Over and over again this past year, I’ve become aware of how often I look away. I turn off the news. I block out the stories. All because “I just can’t deal with it any more.” My black brothers and sisters, though, don’t have the option to look away or turn it off. They stare down systemic racial injustice and it’s life-threatening implications every day. One way this changes is for those of us in the majority to stay conscious to the hardships of those around us.
King employs this strategy in Selma, sighting his intention to “raise the white consciousness” by making sure their marches and sit-ins make newspaper headlines and are featured on the evening news.
It’s a Scriptural mandate as well. Aside from the parable of the Good Samaritan mentioned above, Paul admonishes the church in the book of Philippians: “Don’t do anything for selfish purposes, but with humility think of others as better than yourselves. Instead of each person watching out for their own good, watch out for what is better for others” (Phil. 2:3-4).
As a follower of Jesus and a white American, listening to the stories of my black brothers and sisters as they would tell them (which may or may not be the same way my history book would tell them) is a great first step in watching out for what is better for others.
The screen went dark. Common began to sing out:
“Hands to the Heavens, no man, no weapon
Formed against, yes glory is destined
Every day women and men become legends
Sins that go against our skin become blessings…”
The audience began to clap. A few rose to their feet. I’d never been to a movie screening ending in a standing ovation.

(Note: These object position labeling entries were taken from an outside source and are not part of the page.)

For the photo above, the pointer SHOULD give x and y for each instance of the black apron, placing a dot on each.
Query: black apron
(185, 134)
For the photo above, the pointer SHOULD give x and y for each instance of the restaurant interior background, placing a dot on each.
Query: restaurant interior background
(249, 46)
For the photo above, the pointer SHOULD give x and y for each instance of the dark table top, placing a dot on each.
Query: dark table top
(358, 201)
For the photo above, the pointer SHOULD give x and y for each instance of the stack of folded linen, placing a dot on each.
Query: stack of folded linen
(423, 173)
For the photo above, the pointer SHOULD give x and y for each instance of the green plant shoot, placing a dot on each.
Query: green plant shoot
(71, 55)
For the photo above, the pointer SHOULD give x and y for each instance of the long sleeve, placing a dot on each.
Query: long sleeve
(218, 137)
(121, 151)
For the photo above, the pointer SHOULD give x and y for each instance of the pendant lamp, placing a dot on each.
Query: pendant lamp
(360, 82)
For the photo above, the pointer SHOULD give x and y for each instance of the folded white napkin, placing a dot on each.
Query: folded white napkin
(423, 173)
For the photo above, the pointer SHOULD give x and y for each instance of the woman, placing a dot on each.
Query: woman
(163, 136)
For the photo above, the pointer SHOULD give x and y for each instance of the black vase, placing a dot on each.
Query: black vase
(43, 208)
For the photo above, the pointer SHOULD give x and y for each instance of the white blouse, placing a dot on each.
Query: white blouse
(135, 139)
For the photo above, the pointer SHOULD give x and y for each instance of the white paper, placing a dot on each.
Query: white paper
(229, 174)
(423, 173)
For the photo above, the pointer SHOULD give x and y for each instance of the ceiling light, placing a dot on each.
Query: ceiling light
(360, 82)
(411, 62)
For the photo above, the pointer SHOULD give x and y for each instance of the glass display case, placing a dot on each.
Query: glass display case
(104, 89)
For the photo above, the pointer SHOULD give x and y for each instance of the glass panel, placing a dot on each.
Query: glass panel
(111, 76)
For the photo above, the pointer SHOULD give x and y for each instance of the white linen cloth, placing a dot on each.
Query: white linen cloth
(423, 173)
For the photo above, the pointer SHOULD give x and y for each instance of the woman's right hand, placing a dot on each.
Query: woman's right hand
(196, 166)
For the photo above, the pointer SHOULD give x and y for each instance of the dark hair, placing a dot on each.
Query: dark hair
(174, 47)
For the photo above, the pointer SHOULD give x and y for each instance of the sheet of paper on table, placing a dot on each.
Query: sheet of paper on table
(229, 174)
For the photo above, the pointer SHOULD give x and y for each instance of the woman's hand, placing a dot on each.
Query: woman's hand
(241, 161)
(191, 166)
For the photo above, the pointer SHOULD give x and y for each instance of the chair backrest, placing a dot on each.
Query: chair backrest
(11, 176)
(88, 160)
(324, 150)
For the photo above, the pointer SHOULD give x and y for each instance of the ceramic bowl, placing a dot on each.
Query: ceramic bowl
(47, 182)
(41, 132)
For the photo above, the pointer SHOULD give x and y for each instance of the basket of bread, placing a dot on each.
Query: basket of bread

“Justice is juxtapositionin’ us
Justice for all just ain’t specific enough
One son died, his spirit is revisitin’ us
Truant livin’ livin’ in us, resistance is us
That’s why Rosa sat on the bus
That’s why we walk through Ferguson with our hands up”
Arms at sides, we began to shuffle out. A smattering of people looking like Dr. King’s dream realized, but more similar to Langston Hughes’ dream deferred. Raisins shriveled and ticking time bombs.
“Selma is now for every man, woman and child
Even Jesus got his crown in front of a crowd
They marched with the torch, we gon’ run with it now…
One day when the glory comes it will be ours.”
A choir swelled through the loudspeakers.
“Glory. Glory. Glory. One day”
And we all just keep waiting for that glorious day, but in the meantime let us follow the admonition of Scripture and the example of Dr. King, and look not only to our own interests or what brings us benefit, what makes us feel good. Let us look first to the interest and benefit of others.